Memleketin içine düştüğü bütün sıkıntıların bence başrol oyuncusu insanların birbirlerine karşı samimiyet ve iletişiminin bozuk olmasından kaynaklanıyor.
Çünkü samimiyet ve iyi niyet ortadan kalktığı zaman şeytani düşünceler, kumpas planları, alt etme çabaları, her türlü kötü niyet senaryoları ortaya çıkıyor.

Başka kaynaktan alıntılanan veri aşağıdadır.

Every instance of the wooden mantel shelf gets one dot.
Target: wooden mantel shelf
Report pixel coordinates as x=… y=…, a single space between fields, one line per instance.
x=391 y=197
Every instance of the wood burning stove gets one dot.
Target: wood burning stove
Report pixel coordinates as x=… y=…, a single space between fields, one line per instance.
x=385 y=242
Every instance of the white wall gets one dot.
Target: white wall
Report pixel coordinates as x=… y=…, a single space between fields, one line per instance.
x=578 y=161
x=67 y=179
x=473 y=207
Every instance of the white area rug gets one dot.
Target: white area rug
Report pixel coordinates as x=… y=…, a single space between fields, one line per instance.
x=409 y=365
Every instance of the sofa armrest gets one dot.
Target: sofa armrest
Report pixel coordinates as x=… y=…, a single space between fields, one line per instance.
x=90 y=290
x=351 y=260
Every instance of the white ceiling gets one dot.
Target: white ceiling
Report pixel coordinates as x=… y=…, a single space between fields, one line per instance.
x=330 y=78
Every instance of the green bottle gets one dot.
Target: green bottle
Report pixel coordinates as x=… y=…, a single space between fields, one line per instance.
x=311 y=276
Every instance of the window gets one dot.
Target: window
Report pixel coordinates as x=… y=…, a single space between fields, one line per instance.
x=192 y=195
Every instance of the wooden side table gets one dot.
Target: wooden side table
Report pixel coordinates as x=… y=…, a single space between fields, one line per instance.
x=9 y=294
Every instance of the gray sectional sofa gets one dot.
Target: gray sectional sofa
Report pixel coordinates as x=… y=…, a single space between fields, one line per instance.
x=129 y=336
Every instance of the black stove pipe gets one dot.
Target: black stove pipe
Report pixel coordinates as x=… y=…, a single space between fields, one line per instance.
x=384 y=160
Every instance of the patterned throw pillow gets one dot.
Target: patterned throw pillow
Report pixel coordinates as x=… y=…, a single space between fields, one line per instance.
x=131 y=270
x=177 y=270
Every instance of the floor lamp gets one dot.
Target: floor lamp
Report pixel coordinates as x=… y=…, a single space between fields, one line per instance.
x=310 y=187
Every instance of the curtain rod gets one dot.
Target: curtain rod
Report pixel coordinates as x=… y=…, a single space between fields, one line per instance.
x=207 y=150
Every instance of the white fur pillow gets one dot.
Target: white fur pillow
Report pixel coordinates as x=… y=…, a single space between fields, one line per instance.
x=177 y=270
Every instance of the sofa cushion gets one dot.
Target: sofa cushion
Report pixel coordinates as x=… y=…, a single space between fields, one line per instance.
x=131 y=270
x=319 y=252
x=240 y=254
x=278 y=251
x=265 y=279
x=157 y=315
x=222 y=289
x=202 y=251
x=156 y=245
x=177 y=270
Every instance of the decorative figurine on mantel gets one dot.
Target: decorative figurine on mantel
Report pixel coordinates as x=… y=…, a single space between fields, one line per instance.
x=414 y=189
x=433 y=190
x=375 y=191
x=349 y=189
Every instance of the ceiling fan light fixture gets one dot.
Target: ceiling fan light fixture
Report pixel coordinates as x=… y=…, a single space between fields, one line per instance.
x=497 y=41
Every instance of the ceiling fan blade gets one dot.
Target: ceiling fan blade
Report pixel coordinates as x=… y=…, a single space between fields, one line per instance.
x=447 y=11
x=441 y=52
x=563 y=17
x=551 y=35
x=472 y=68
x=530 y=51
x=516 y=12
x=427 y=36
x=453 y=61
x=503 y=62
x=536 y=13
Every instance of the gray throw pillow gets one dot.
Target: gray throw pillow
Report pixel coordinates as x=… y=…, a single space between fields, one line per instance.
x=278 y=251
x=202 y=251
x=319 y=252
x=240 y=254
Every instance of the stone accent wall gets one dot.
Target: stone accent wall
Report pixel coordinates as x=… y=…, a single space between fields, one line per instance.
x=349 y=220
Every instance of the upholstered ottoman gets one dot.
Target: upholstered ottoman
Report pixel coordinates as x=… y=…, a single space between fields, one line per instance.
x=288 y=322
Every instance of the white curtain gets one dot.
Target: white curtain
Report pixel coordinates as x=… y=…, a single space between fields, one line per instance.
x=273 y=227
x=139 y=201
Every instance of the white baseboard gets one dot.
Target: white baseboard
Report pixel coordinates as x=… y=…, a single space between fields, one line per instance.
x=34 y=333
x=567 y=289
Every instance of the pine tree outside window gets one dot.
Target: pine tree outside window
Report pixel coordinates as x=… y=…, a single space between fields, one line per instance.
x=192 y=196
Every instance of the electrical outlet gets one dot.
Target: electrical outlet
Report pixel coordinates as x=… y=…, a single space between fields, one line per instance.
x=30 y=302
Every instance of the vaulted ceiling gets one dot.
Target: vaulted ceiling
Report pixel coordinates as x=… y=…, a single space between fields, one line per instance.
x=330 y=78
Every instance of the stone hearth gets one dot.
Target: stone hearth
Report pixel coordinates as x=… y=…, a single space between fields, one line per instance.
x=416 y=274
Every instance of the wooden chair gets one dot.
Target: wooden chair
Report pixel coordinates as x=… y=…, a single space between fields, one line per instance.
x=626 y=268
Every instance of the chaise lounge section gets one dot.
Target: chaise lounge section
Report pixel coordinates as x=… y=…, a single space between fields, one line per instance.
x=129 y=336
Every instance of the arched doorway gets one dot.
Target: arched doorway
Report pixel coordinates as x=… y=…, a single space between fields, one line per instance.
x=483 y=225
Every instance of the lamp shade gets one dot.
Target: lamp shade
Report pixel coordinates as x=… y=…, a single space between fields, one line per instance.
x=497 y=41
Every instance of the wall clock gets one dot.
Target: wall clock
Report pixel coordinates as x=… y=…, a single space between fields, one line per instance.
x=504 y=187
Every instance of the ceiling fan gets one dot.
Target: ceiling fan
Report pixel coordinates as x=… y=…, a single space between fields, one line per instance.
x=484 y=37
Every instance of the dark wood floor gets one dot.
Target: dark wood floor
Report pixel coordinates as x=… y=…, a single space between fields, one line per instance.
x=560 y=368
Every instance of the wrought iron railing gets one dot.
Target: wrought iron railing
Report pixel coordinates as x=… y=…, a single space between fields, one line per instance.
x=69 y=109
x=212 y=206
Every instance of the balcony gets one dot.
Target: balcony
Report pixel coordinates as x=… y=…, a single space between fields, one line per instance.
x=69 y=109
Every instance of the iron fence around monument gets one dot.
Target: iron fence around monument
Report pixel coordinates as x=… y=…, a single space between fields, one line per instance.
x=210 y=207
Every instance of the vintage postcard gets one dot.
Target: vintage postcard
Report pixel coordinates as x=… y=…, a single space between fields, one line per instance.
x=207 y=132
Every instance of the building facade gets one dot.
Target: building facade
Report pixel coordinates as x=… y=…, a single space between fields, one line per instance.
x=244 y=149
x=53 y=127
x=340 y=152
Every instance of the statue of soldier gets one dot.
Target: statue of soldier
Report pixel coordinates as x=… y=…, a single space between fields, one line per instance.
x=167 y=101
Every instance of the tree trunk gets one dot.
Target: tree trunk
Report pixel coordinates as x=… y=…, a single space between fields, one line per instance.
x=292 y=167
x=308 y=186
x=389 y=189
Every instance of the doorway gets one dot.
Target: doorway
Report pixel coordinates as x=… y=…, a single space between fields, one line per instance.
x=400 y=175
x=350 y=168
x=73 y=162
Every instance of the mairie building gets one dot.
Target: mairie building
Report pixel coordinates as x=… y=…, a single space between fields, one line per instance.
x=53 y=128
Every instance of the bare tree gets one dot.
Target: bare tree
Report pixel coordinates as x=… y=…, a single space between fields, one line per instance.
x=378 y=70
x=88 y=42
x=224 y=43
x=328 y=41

Hele hele göz göre göre sizin gazetecilik yaptığınız kapsama alanı içinde kalan bir kurumda çıkar amaçlı suç örgütü gibi çalışan olağan üstü bir grubun sizin sevdiğiniz ve güvendiğiniz insanlara görevlerinden ayrılmak dâhil büyük sıkıntılara sokacak kumpas dâhil her türlü oyunu kurmaya hazırlanan gruba tek başınıza kimseden destek almadan mücadele hatta savaşabiliyorsanız sevdiğiniz insanları o kumpastan haberdar edip onların bu oyuna gelmemelerini sağlıyorsanız, onları uçurumun kenarından alıyorsanız ben size adamın dibi bir diğer cümleyle dost canlısı der size canımı dahi emanet edebilirim.
Oysaki bunca koruyup kolladığınız insan sizin telefonlarınıza dahi çıkmıyor, sizinle konuşmaya dahi tenezzül etmiyor, geçmişteki yaşanan sıkıntıları çok çabuk unutuyorsa demek ki oturup kendi kendimizi sorgulama zamanı geldi demektir. Yazım ‘’ şimdilik bu kadar ! ’’
Ancak bitirmeden önce sözlerime nokta koymadan 1870 yılında Ziya Paşa’nın kaleme aldığı bir yazıda geçen o sözleri hatırlatmak istiyorum.
‘’Nush ile yola gelmeyeni etmeli tekdir, Tekdir ile uslanmayanın hakkı kötektir’’
Yeni yılda hep beraber bakalım neler olacak?
Sizi kalbinizin sahibine emanet ediyorum.